L'inconvénient, c'est que ce type de démarche évacue toute possibilité de subjec­tivité. L'expérience doit certes être objective mais elle comporte aussi nécessairement, du moins dans ce domaine de la recherche spirituelle, un côté subjectif qui s'oppose à l'objectivisme rigoureux de la science pure et qui le complète. Si des expériences purement scientifiques peuvent donner des résultats pouvant servir à tous, par contre les expériences spi­rituelles faites par d'autres ne peuvent guère nous servir, sauf à enrichir nos connaissances, ce qui a pour effet banal de flatter notre ego, notamment en lui faisant croire qu'ainsi il progresse sur son chemin spirituel.

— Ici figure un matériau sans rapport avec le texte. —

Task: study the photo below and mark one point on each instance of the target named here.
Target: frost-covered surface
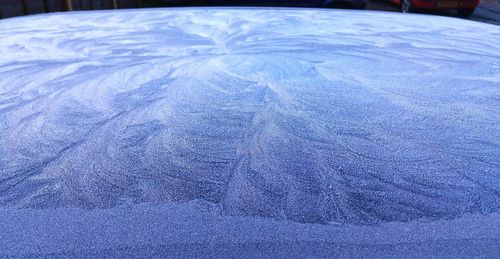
(299, 115)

Mais l'expérience spirituelle est d'abord et avant tout une expérience intérieure, nous devons la faire nous-même ! Et l'intérieur ne peut être vécu que de l'intérieur, pas de l'extérieur !

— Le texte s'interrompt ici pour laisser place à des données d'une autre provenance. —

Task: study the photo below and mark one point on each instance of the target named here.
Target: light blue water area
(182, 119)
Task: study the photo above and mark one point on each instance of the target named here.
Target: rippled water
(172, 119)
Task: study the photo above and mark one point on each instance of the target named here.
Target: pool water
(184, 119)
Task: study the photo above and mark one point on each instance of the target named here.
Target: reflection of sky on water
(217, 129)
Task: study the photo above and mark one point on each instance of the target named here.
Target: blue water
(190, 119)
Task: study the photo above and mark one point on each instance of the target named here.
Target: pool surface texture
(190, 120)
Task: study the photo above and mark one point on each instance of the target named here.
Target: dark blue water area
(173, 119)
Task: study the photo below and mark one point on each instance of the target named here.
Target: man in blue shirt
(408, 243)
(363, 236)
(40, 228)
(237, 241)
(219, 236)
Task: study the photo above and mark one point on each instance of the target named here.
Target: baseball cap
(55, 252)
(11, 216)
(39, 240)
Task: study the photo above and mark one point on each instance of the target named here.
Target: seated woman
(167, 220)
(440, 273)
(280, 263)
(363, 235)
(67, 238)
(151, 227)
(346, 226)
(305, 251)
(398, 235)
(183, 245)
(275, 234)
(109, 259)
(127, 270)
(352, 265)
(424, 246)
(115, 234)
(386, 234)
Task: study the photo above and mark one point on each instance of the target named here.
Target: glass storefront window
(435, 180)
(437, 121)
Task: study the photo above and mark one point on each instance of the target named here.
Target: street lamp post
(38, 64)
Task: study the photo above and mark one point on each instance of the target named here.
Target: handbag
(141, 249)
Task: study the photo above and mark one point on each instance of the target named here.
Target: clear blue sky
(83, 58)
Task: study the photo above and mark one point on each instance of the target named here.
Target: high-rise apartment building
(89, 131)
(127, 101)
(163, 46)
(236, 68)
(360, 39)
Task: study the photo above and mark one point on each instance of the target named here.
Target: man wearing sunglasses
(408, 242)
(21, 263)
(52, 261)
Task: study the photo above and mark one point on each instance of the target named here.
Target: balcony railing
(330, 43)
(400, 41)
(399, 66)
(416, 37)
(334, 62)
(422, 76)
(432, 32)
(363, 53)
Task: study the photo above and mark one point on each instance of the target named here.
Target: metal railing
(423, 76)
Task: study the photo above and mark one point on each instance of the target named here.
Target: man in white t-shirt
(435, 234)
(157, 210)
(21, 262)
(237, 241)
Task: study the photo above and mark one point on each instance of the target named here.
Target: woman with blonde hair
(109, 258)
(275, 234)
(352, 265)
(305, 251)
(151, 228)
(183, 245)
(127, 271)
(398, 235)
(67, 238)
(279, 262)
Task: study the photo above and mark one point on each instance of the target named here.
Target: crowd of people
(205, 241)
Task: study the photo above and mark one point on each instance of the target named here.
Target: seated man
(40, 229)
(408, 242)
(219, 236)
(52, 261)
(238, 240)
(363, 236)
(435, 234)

L'identification à l'image d'ici

Toute tentative de le communiquer, par exemple en le décrivant, est inévitablement une extériorisation permettant d'en vérifier l'objectivité et de le reproduire : est-ce fondé sur une observation rigoureuse, d'autres l'ont-ils aussi vécu ainsi, comment sau­rais-je que je le vis ou le revis ? Bien sûr, ces communications peuvent nous aider mais uni­quement si elles nous amènent à faire ou refaire l'expérience nous-même ! Mais lorsque c'est nous qui communiquons, nous avons tendance à nous féliciter individuellement ou collective­ment d'avoir fait des expériences aussi sublimes et nous prouvons alors par mille arguments la justesse pseudo-scientifique de notre découverte afin de convaincre nos proches ou moins pro­ches... Ce faisant nous plongeons dans une identification qui est d'autant plus inconsciente qu'elle est à une image d'ici. Ou, plus exactement, de moi ici.

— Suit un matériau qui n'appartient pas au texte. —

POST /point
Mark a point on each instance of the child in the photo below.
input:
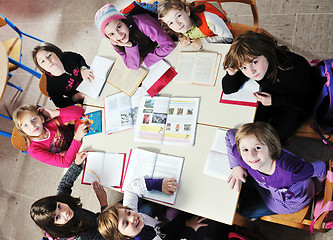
(289, 86)
(64, 71)
(138, 38)
(197, 23)
(285, 183)
(123, 221)
(48, 139)
(62, 215)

L'abolition de la séparation tomba dans le miroir

L'euphorie que j'avais ressentie au début où je pratiquais la vision sans tête, je l'explique par la disparition - vécue par instants brefs - de toute frontière entre intérieur et ex­térieur, entre subjectif et objectif. Cette abolition de la séparation entre moi et le monde, je l'ai ensuite mémorisée fortement, j'en ai fait un principe, auquel je croyais d'autant plus fort qu'il était fondé sur des expériences soi-disant objectives. Or, ce faisant, je ne faisais que m'identifier à une image extérieure de cette abolition et de ceux qui en étaient les théoriciens socialement reconnus : Douglas et ses grands prédécesseurs indiens. Mes problèmes demeuraient, s'amplifiaient même : plus je reniais mon angoisse en m'efforçant désespérément de la placer dans le miroir là-bas et en me répétant qu'elle ne concernait pas mon être véritable, et plus ir­résistiblement elle m'envahissait, comme une vague auquel le reflux forcé donne encore plus de puissance lorsqu'elle revient.


Le monde est dans moi et je suis dans lui

Jusqu'au jour où j'ai compris - par l'expérience - que si, ici, j'étais un espace vide contenant le monde là-bas, ce monde là-bas me contenait, en même temps et partout ici. Cela, je l'ai compris et je le comprends toujours en étant totalement dans ma peur, en m'y identifiant totalement, au lieu de vouloir la contenir en m'accrochant désespérément à ici ! Douglas Harding le dit lui-même d'ailleurs dans son livre "Vivre sans stress" (page 31) : "Vous avez mal, vous êtes triste, en colère, anxieux ? Très bien, soyez-le ! N'esquivez pas la souffrance, ne faites pas semblant de l'ignorer. Elle est là. Enfoncez-vous carrément dedans (souligné par moi). Ex­périmentez-la réellement. Et voyez ce qui se passe quand elle n'est pas là-bas mais ici". Il est probable que si j'avais lu cet extrait après avoir fait mes premières expériences de vision sans tète, je ne serais sans doute jamais allé plus loin ! Ce qui me plaisait, en effet, c'était cette sensation d'unité avec le monde qui me permettait de me désapproprier de ma souf­france. Il n'était pas question du tout pour moi d'aller dans ma souffrance mais, par contre, je voulais bien qu'elle soit dans moi comme tout le reste du monde !


Conclusion

Pour résumer tout ceci disons que, pendant des années, je me suis défendu d'aller dans mes émotions négatives en me servant de la VST (vision sans tête), en en faisant une doctrine. Quel enseignement puis-je en tirer ? Je ne sais pas encore très bien. Peut-être celui de mieux accepter le paradoxe d'être à la fois contenant et contenu des mêmes choses... S'identifier, c'est être dedans ce à quoi on s'identifie, en l'occurence être dans le monde entier.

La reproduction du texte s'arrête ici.